Another loud pop put a fractal pattern in the glass of the car’s rear window. The sheikh threw himself across the seat.
“Allahu akbar!” he shouted. “Allahu akbar!”
“Fuck! Are you hurt?” Alif leaned toward the old man and was rewarded by being half-choked by his seatbelt when the car swerved again.
“I’m not shot, if that’s what you mean,” said the sheikh, clinging to his head covering.
Lights flashed on the road: two Peugeots painted matte black were speeding toward them.
“Screw this.” NewQuarter yanked the steering wheel to the left, running the car off the road. They bumped along soft veins of sand. High dunes loomed against a star-patterned sky. NewQuarter accelerated toward one of them.

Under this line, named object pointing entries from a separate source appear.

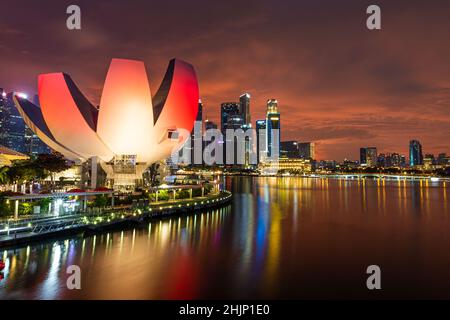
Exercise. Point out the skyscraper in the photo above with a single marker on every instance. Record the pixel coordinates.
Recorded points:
(260, 138)
(14, 133)
(196, 134)
(307, 150)
(228, 110)
(12, 125)
(244, 103)
(415, 153)
(273, 128)
(210, 125)
(289, 149)
(368, 156)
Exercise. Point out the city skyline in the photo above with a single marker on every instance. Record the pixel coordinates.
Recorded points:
(379, 89)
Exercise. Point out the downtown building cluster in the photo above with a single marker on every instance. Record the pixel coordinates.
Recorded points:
(261, 147)
(14, 133)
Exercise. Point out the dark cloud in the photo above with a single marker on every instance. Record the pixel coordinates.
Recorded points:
(336, 82)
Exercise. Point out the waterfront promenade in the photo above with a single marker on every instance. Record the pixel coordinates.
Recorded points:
(16, 232)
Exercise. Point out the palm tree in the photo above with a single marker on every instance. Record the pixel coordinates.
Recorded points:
(4, 177)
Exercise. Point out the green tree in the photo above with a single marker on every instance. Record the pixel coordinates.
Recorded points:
(52, 163)
(100, 200)
(153, 174)
(4, 177)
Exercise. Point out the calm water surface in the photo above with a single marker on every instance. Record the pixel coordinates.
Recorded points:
(280, 238)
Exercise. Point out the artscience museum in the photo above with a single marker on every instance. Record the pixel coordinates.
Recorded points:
(128, 131)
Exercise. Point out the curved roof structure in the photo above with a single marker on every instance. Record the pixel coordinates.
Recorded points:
(128, 121)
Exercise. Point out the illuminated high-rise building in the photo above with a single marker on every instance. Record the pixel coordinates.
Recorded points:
(196, 135)
(415, 153)
(244, 104)
(229, 116)
(368, 156)
(307, 150)
(273, 128)
(261, 146)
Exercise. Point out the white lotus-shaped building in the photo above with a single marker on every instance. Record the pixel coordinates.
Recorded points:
(129, 126)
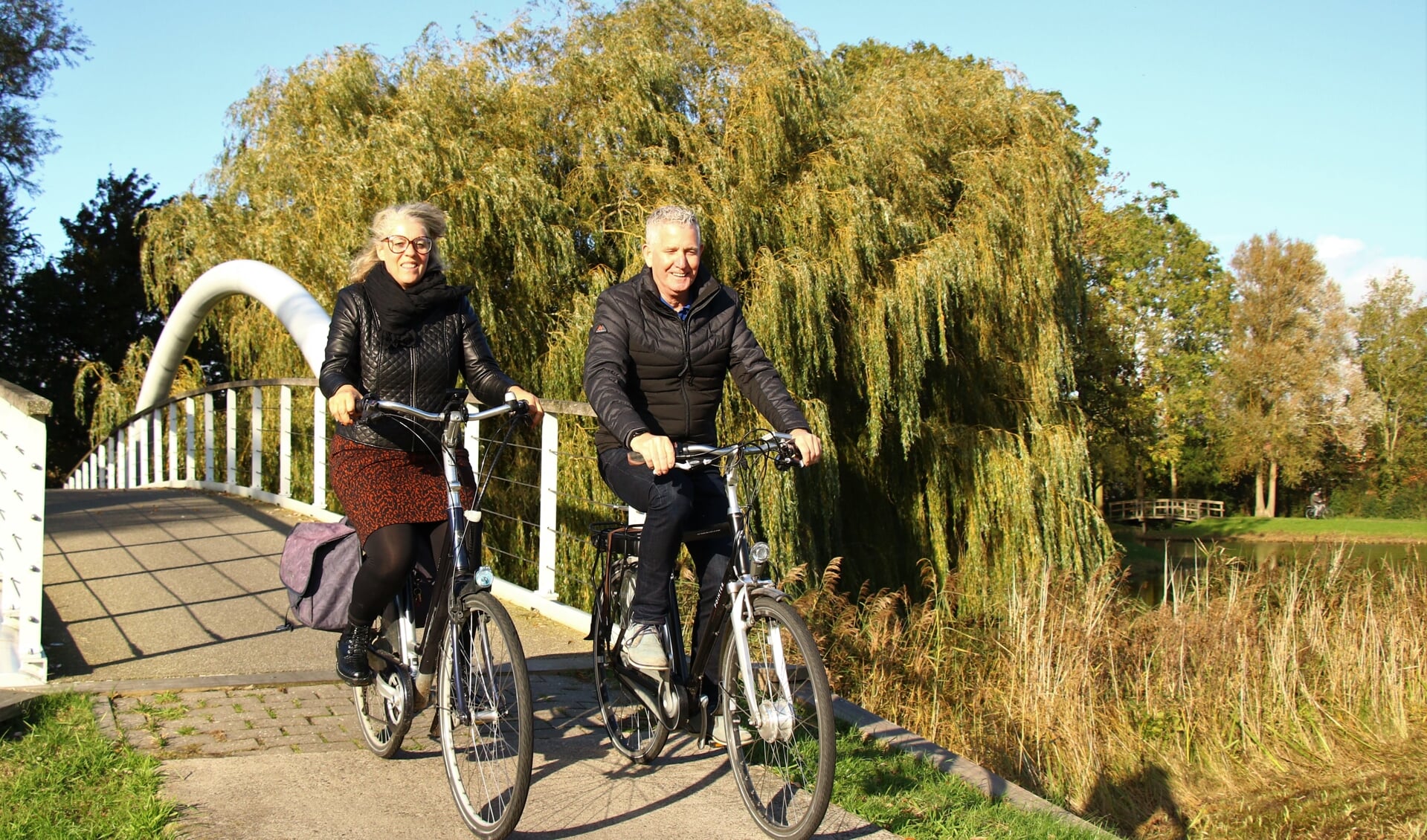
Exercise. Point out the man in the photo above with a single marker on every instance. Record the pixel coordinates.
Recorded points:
(660, 349)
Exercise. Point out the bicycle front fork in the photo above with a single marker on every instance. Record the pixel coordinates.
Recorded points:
(773, 719)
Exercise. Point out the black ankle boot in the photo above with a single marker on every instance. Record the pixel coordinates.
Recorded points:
(352, 655)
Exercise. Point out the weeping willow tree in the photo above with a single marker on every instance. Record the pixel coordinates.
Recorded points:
(901, 226)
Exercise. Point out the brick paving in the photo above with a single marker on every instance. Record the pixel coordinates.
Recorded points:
(320, 717)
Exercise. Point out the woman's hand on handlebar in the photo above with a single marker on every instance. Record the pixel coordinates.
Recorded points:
(343, 405)
(655, 450)
(535, 411)
(810, 447)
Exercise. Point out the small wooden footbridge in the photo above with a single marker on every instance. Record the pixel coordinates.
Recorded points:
(1163, 509)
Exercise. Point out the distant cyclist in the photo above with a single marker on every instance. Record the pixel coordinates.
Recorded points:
(1318, 505)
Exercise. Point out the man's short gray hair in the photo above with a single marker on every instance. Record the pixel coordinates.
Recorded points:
(671, 214)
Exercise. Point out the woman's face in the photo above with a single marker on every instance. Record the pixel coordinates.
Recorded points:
(408, 265)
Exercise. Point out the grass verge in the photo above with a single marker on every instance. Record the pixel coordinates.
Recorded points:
(60, 778)
(909, 798)
(1299, 529)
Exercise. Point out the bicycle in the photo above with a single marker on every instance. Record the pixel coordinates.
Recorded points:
(484, 715)
(771, 673)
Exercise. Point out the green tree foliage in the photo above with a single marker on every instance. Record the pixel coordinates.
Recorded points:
(35, 40)
(83, 308)
(1285, 387)
(1391, 349)
(901, 226)
(1156, 324)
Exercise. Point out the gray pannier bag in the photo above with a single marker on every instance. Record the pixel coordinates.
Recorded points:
(318, 565)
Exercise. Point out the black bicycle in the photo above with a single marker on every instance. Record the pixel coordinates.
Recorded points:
(774, 692)
(486, 715)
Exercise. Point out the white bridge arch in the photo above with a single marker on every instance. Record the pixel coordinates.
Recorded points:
(304, 318)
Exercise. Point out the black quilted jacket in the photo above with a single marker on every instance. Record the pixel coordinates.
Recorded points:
(648, 371)
(419, 375)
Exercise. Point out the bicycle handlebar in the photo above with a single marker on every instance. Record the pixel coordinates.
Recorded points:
(370, 407)
(691, 455)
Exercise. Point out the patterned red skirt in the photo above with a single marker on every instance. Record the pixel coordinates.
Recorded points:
(388, 487)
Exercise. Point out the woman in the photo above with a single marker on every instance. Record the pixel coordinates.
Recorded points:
(399, 332)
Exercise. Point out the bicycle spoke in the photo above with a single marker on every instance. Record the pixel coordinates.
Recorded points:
(487, 720)
(785, 772)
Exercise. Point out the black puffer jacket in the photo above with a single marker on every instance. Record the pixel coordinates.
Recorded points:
(650, 371)
(448, 343)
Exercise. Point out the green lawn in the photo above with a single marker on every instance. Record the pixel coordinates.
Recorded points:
(909, 798)
(60, 778)
(1301, 529)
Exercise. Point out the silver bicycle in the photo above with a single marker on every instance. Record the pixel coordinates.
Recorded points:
(774, 691)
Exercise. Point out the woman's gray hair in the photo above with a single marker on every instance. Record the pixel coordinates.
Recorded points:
(672, 214)
(428, 216)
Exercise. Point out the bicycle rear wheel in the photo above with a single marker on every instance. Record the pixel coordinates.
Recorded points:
(634, 728)
(785, 772)
(384, 719)
(487, 717)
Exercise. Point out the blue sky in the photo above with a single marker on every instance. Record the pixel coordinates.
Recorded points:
(1309, 119)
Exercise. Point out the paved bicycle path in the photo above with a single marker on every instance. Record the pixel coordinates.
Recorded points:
(164, 605)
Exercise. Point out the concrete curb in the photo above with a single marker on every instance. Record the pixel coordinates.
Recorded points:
(993, 786)
(13, 703)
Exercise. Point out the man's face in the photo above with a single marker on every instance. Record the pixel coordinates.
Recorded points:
(672, 256)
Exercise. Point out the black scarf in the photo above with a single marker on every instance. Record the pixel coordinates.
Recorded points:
(402, 311)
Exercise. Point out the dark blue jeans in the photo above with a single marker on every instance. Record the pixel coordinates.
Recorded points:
(672, 504)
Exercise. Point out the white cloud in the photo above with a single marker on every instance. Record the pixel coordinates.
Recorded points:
(1333, 247)
(1355, 288)
(1353, 264)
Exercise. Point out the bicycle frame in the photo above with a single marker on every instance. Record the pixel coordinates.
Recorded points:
(454, 577)
(734, 601)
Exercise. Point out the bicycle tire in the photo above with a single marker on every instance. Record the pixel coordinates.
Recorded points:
(785, 772)
(489, 755)
(383, 723)
(634, 729)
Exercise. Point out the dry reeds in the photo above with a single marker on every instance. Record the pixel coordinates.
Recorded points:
(1080, 688)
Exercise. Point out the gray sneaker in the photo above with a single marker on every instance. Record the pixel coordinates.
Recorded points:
(642, 647)
(721, 734)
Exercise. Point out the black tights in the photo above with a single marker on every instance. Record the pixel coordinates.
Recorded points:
(388, 557)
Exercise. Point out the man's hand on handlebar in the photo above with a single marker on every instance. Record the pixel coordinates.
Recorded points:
(535, 411)
(343, 405)
(655, 450)
(810, 447)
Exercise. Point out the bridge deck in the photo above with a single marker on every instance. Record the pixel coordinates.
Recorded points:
(1165, 509)
(177, 591)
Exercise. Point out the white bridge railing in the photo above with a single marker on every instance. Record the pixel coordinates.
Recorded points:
(22, 535)
(225, 438)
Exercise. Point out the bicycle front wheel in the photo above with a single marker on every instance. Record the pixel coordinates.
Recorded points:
(487, 717)
(634, 729)
(784, 772)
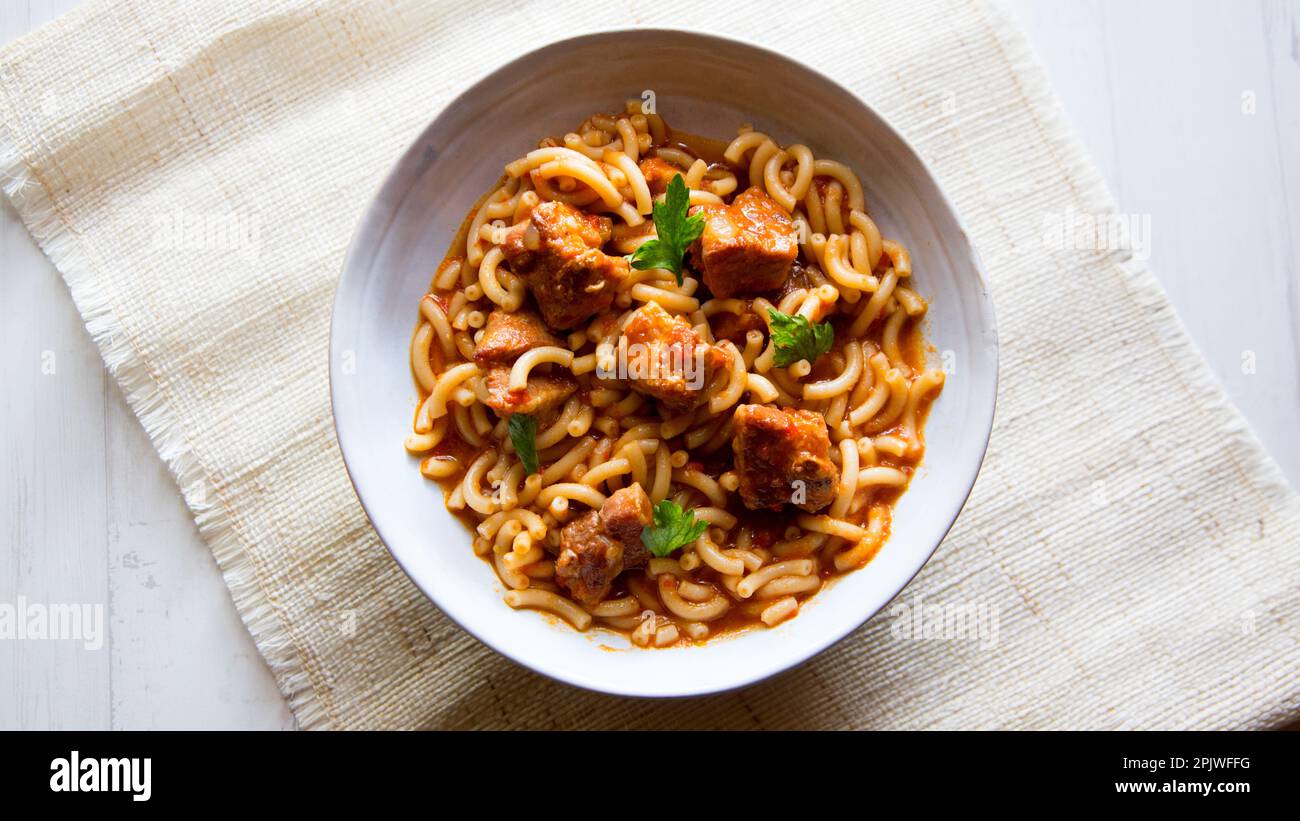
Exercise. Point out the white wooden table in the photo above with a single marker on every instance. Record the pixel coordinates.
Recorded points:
(1191, 109)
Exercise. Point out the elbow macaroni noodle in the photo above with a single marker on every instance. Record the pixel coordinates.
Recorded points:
(749, 568)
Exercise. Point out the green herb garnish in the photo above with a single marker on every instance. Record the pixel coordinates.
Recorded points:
(675, 231)
(672, 528)
(523, 435)
(797, 339)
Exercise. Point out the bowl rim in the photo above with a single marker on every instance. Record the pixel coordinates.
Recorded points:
(390, 185)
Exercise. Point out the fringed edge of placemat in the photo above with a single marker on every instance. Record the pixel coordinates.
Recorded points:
(146, 398)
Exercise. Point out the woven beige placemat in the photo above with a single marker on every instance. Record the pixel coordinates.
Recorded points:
(195, 170)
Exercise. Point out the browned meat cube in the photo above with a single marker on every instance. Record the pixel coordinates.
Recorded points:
(544, 391)
(599, 544)
(802, 276)
(588, 560)
(668, 360)
(735, 326)
(783, 456)
(510, 334)
(658, 174)
(624, 515)
(558, 253)
(746, 247)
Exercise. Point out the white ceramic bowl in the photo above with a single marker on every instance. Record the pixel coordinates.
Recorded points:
(703, 85)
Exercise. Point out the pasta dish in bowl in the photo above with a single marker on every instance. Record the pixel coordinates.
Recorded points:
(698, 370)
(672, 385)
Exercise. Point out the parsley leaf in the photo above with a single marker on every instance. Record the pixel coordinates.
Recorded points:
(672, 528)
(797, 339)
(675, 231)
(523, 435)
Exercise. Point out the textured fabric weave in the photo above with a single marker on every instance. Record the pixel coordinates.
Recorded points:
(1136, 544)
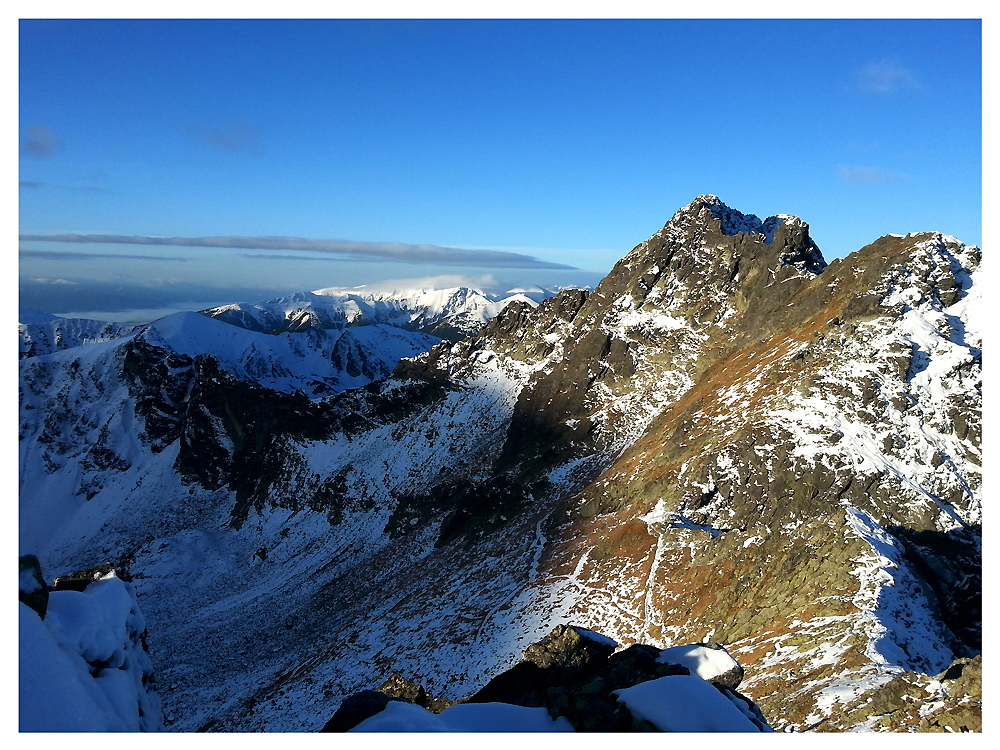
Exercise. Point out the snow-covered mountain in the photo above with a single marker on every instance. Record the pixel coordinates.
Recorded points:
(727, 440)
(41, 333)
(451, 313)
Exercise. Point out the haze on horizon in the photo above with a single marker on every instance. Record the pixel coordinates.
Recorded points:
(319, 153)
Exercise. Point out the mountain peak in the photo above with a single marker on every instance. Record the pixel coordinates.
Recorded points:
(731, 222)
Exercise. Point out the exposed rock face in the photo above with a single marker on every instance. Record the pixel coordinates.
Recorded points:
(573, 673)
(726, 441)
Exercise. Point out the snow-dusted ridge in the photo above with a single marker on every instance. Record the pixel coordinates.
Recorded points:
(453, 312)
(724, 441)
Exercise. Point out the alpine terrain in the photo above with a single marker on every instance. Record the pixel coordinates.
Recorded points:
(729, 442)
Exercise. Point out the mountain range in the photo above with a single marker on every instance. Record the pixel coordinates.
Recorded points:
(728, 440)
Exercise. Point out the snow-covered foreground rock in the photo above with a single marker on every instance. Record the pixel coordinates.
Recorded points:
(728, 440)
(83, 665)
(574, 680)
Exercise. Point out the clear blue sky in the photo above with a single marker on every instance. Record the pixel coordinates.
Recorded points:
(558, 142)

“What are you doing?” Alif wailed. The car began to tilt upward.
“Going on a safari, you tremendous ass-coveter. How’s the view?”
Alif clamped his hands around his head as the car crested the top of the dune. For a moment he saw only sky. Dark and speckled with shimmering points, it seemed to surround them, separating them in some essential way from the earth, gravity, dust. Alif gasped. His stomach turned.
With a crash, the car tipped over the crest of the dune and began to slide down the opposite side. NewQuarter pressed on the breaks. The car fishtailed, its rear wheels sliding back and forth on the sand.
“Hold on!” He gunned the motor. They raced down the dune, slamming into level ground again. Alif ’s head hit the ceiling.
“Where are we—”
“Away, just away. Maybe they’ll crash or get lost.” NewQuarter wheeled around the foot of another dune, sending a spray of sand against the back windows. Alif saw a black shape crest the dune behind them and begin sliding down. A second followed.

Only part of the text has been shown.